Shaft Furnace Battery and World Heritage – The Rüdersdorf Museum Park

The Rüdersdorf Museum Park is home to a couple of worldwide unique witness esof industrialisation as well as limestone procession. One of them is the shaft furnace battery, a building made of 19 chimneys. The picturesque construction already was backdrop and stage of music videos, Hollywood blockbusters as well as music festivals. Aerial drone footage reveals a couple of new points of view.

Deep in the East West, where the Sun gets dusty

That’s how German singer-songwriter Herbert Grönemeyer praised the industrial soul of Bochum, a Ruhr district town. Same would be applicable for Rüdersdorf and the East of the country as well, as back in GDR times cement powder covered bus stops and other roofs; sometimes being an inch thick. Germany’s most northern mining region is my hometown and Rüdersdorf has much more on offer than the open limestone pit or construction material industry.

Since ever, even several million years ago, limestone and cement play the lead in Rüdersdorf, where a punctual layer of salt pushed the natural limestone deposits up to the Earth’s surface. Now desired limestone can be exploited at daylight and not in a 700 metres deep mine. First people coming across that phenomenon were Cistercian monks, who are even responsible for founding the Rüdersdorf settlement back in 13th century.

Next big landmark for Rüdersdorf was the industrialisation of limestone mining and its processing. In close proximity to the open pit industrial facilities got built that can be visited even today, as Rüdersdorf’s Museum Park preserves them. I know those facilities quite well as the last large building before reaching the park gate, was once my kindergarten. Of course for us little nippers those large industry buildings were quite impressive, even until today.

19 furnaces, the Cathedral of Limestone

No matter what factory, and if concrete, cement or the actual limestone, Rüdersdorf had quite some propositions for employment. Also my family was involved, even as decision makers. For example my Grandpa Erich, who passed away early, but successfully confronted plans to demolish the shaft furnace battery at the end of the 1960’s. My family has quite a hidden share in today’s star of the Museum Park. One demolition that can’t be stopped was the blasting of the five-armed Hoffmann ring furnace. At the opposite, that is southern side of the open lime stone pit stands the old electrically-operated power shovel, that once loaded the Rüdersdorf mine railway.

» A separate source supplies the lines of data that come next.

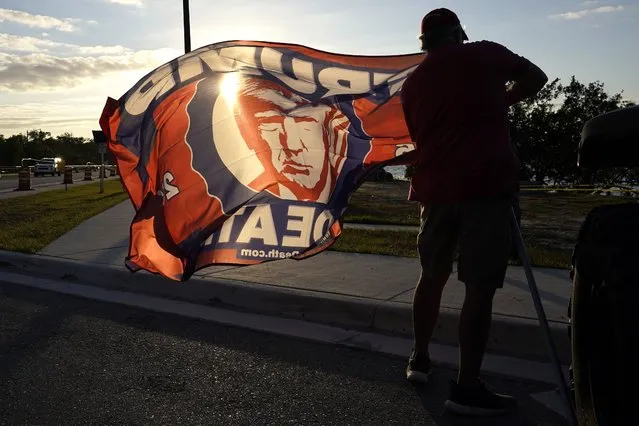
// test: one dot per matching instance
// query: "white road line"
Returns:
(440, 354)
(552, 400)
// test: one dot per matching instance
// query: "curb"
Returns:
(510, 336)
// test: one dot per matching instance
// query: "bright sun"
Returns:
(229, 88)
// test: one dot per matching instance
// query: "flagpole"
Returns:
(187, 26)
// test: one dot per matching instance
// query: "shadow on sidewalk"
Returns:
(59, 309)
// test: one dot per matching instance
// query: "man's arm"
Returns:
(526, 84)
(527, 77)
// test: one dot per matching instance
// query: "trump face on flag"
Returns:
(297, 144)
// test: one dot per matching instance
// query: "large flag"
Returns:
(246, 152)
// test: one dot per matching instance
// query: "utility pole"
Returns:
(187, 26)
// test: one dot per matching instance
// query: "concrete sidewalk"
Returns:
(351, 289)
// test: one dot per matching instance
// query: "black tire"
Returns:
(604, 327)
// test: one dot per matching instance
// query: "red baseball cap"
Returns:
(438, 19)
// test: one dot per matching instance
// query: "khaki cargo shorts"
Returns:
(480, 229)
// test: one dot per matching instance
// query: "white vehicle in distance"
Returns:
(48, 166)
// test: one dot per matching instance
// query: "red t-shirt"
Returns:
(457, 115)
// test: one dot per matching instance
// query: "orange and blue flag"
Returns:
(245, 152)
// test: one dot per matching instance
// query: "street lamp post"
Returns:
(187, 27)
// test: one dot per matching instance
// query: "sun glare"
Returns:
(229, 88)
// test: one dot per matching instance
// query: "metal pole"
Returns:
(102, 173)
(187, 26)
(543, 322)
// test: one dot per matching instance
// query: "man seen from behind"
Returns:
(466, 174)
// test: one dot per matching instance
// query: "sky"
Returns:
(61, 59)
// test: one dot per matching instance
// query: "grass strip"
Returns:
(28, 224)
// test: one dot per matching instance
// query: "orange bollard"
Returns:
(24, 179)
(68, 175)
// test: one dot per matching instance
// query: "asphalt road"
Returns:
(66, 360)
(11, 182)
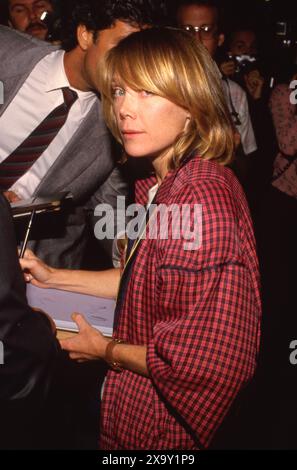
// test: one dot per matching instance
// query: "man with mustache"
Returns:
(25, 16)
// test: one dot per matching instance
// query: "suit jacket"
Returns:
(85, 167)
(30, 348)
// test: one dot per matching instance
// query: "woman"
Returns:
(188, 311)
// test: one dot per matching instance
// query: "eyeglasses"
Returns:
(205, 31)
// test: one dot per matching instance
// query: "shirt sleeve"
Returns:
(246, 128)
(205, 345)
(284, 119)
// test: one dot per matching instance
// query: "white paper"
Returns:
(99, 312)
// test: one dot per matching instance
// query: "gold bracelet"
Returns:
(108, 354)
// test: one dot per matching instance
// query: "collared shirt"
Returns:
(285, 121)
(240, 103)
(197, 311)
(40, 94)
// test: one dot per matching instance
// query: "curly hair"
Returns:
(98, 15)
(169, 62)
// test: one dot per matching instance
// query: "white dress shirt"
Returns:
(39, 95)
(240, 103)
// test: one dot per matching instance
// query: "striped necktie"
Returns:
(26, 154)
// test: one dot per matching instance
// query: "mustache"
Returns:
(36, 24)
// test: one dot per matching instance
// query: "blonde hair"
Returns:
(170, 63)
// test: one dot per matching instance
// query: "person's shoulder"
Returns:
(210, 180)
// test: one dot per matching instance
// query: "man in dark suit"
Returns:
(79, 158)
(29, 346)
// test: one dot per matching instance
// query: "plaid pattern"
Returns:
(198, 312)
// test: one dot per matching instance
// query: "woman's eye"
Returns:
(146, 93)
(118, 92)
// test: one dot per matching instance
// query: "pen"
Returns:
(27, 234)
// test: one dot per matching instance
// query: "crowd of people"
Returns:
(166, 108)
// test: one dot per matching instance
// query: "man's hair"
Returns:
(98, 15)
(170, 63)
(214, 4)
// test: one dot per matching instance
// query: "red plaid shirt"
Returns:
(198, 312)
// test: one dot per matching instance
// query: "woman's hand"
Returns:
(88, 345)
(35, 270)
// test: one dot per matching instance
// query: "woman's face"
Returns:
(148, 123)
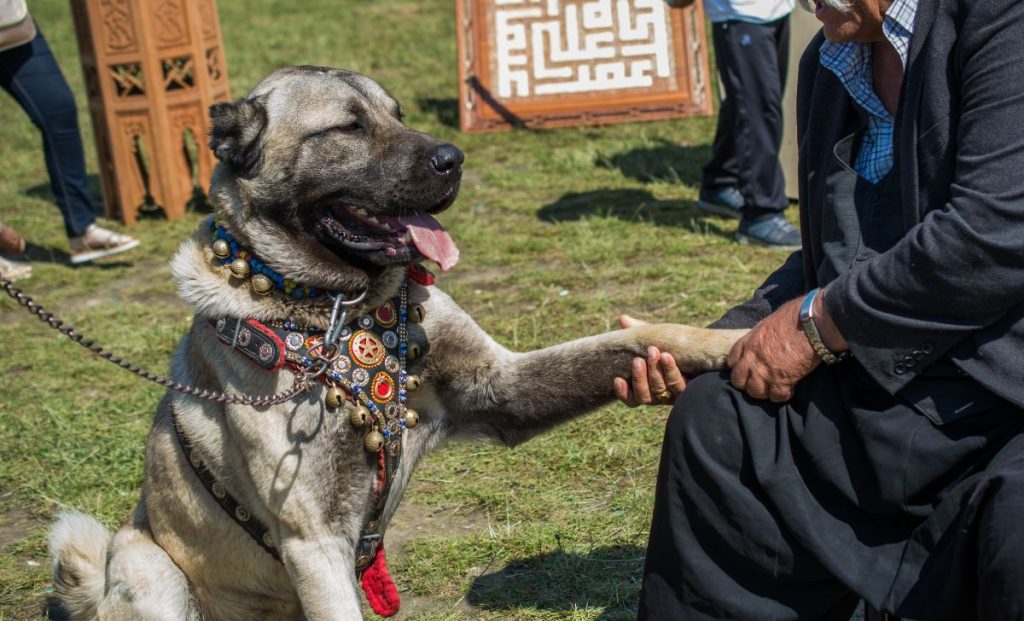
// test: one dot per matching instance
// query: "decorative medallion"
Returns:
(383, 387)
(342, 365)
(360, 377)
(386, 316)
(367, 348)
(294, 341)
(265, 352)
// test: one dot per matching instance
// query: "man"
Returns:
(743, 178)
(868, 441)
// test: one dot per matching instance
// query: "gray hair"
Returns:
(840, 5)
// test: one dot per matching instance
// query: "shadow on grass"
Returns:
(42, 254)
(606, 577)
(666, 162)
(632, 205)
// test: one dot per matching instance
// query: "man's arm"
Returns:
(963, 267)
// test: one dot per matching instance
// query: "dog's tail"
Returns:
(78, 547)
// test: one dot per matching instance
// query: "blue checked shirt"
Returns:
(852, 65)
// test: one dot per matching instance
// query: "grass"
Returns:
(560, 232)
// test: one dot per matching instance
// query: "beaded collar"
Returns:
(246, 264)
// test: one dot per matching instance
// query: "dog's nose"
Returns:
(445, 158)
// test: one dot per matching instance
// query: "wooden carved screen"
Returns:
(152, 70)
(553, 63)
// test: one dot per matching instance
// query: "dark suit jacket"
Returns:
(953, 285)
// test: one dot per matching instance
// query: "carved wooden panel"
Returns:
(152, 70)
(549, 63)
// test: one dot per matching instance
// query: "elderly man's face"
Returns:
(860, 22)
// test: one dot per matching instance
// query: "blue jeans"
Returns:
(31, 75)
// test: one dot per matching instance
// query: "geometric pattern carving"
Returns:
(148, 97)
(128, 80)
(546, 63)
(119, 28)
(178, 73)
(172, 29)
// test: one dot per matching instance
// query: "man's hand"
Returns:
(769, 361)
(654, 380)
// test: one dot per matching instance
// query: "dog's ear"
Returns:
(236, 132)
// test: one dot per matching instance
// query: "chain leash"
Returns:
(302, 381)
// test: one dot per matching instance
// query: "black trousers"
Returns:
(31, 75)
(914, 502)
(752, 60)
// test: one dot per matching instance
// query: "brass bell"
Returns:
(416, 314)
(221, 249)
(374, 442)
(358, 416)
(335, 397)
(414, 352)
(262, 284)
(240, 267)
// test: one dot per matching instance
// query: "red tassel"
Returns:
(381, 591)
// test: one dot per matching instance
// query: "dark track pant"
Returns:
(752, 60)
(31, 75)
(796, 511)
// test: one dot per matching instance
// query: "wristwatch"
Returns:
(807, 323)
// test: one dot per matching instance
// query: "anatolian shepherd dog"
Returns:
(322, 194)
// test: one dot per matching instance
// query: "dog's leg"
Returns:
(486, 388)
(323, 570)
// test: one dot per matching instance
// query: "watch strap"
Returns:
(807, 323)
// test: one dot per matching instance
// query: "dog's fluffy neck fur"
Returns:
(214, 292)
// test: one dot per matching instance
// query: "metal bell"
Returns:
(221, 249)
(416, 313)
(414, 350)
(262, 284)
(358, 416)
(374, 442)
(335, 397)
(240, 267)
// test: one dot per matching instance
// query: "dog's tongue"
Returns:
(431, 240)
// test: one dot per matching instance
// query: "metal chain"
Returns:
(302, 381)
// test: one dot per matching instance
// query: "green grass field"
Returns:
(559, 231)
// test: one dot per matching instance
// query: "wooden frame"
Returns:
(504, 83)
(152, 70)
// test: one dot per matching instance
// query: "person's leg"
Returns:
(31, 75)
(723, 170)
(717, 548)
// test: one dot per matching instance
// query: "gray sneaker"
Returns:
(771, 232)
(726, 202)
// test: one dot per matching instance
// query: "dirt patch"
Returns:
(412, 522)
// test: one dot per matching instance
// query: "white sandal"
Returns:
(98, 242)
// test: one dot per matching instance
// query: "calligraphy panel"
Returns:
(548, 63)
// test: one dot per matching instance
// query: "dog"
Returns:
(324, 202)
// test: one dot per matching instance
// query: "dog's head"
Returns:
(321, 177)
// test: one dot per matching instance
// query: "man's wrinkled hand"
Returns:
(775, 355)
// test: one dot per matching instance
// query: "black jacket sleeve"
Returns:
(783, 285)
(961, 268)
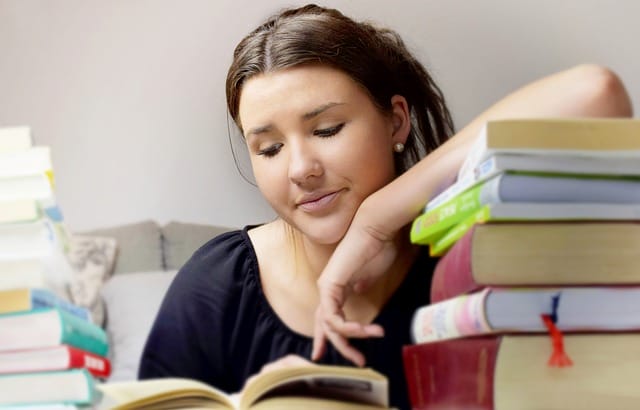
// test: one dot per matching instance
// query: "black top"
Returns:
(215, 324)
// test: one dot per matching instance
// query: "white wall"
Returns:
(130, 93)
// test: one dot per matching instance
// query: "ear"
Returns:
(400, 119)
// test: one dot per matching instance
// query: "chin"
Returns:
(322, 231)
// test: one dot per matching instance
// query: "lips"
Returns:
(315, 203)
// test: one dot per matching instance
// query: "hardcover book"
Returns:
(510, 372)
(568, 165)
(60, 357)
(25, 299)
(590, 137)
(508, 190)
(514, 310)
(50, 327)
(74, 386)
(541, 254)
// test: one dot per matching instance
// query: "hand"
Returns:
(363, 255)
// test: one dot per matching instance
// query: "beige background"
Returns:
(129, 93)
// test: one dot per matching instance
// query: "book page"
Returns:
(138, 394)
(331, 382)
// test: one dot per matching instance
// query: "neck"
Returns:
(311, 259)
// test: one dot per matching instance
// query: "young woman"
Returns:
(336, 115)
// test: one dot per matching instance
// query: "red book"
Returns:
(60, 357)
(539, 254)
(510, 372)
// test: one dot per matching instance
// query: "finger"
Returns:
(286, 361)
(337, 324)
(342, 345)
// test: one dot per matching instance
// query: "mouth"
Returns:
(317, 203)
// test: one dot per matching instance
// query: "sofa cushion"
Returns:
(181, 240)
(92, 259)
(139, 246)
(132, 301)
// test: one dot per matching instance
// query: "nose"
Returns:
(304, 163)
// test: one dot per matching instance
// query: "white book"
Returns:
(552, 164)
(513, 310)
(588, 137)
(15, 138)
(28, 186)
(34, 160)
(29, 239)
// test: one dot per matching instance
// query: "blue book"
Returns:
(50, 327)
(25, 299)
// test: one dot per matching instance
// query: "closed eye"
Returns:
(328, 132)
(271, 150)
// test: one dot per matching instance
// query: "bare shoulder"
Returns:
(268, 237)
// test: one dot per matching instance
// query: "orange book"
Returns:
(60, 357)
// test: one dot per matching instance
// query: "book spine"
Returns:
(96, 365)
(431, 226)
(477, 153)
(82, 334)
(456, 374)
(453, 274)
(458, 317)
(480, 173)
(41, 298)
(450, 238)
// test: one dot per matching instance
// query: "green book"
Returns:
(517, 188)
(530, 211)
(50, 327)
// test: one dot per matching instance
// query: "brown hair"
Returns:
(376, 58)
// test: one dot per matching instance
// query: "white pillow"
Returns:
(132, 301)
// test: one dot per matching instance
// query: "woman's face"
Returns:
(318, 146)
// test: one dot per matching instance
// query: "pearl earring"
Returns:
(398, 147)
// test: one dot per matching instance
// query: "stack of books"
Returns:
(536, 296)
(50, 350)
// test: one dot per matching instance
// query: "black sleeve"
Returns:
(190, 335)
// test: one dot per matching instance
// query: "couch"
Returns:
(147, 258)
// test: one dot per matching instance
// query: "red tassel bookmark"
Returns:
(559, 357)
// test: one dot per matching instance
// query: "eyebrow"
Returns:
(306, 117)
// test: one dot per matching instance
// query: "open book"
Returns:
(308, 387)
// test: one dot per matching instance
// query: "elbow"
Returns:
(603, 94)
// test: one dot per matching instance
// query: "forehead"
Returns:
(296, 91)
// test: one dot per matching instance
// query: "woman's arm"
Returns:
(582, 91)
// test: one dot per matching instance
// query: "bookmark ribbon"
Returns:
(559, 357)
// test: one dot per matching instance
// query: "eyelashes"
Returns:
(273, 150)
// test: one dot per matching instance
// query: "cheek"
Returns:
(269, 180)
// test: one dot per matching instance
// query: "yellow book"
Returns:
(586, 137)
(296, 387)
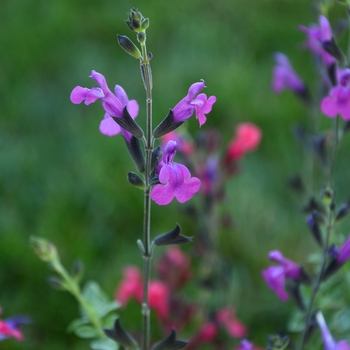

Opposite the shaft furnace battery one can see the old abandoned chemical plant. It’s no glyphosate plant, like rumours in the net say, but a factory for agricultural phosphates. Ships brought rock phosphates (apatite) from Kola peninsula to Rüdersdorf for hydrothermal defluoridation. In the end it became Rükana, a high quality forage phosphate being sold to the west to get foreign currency. Some of the inland vessels came from the Federal Republic of Germany, hence their sovereign was West Germany. That’s why they always got escorted by East German river police, to make sure than no one could escape into the west by such a boat.

The factory’s giant chimneys scratch at the 100 metres mark and tower high above Rüdersdorf, dominating its skyline like the wind turbines standing on the pithead stocks called Hohe Halde. Driving on near A10 motorway one can see that dominance pretty well. Background of the chimneys’ extent is the defluoridation and its waste gas, that wasn’t always white pure steam when it left the uprising metal tubes…

The giant halls made of reinforced concrete, the ensemble of phosphate plant and shaft furnace battery was stage and backdrop for music videos and movies already. Rammstein shot their Amerika song here as well as George Clooney a couple of scenes for the Monument Men. The most important film being shot was Enemy at the Gates, with Ed Harris and Jude Law, where shaft furnace battery and phosphate plant serve as a World War II scenery. Other parts of that movie got filmed at the former Soviet tank battalion in Krampnitz. Today classic concerts take place among the historical Rüdersdorf industry buildings as well as music festivals. It is nice to see such a unique witness of time having a second life, that is even connected to an own piece of family history.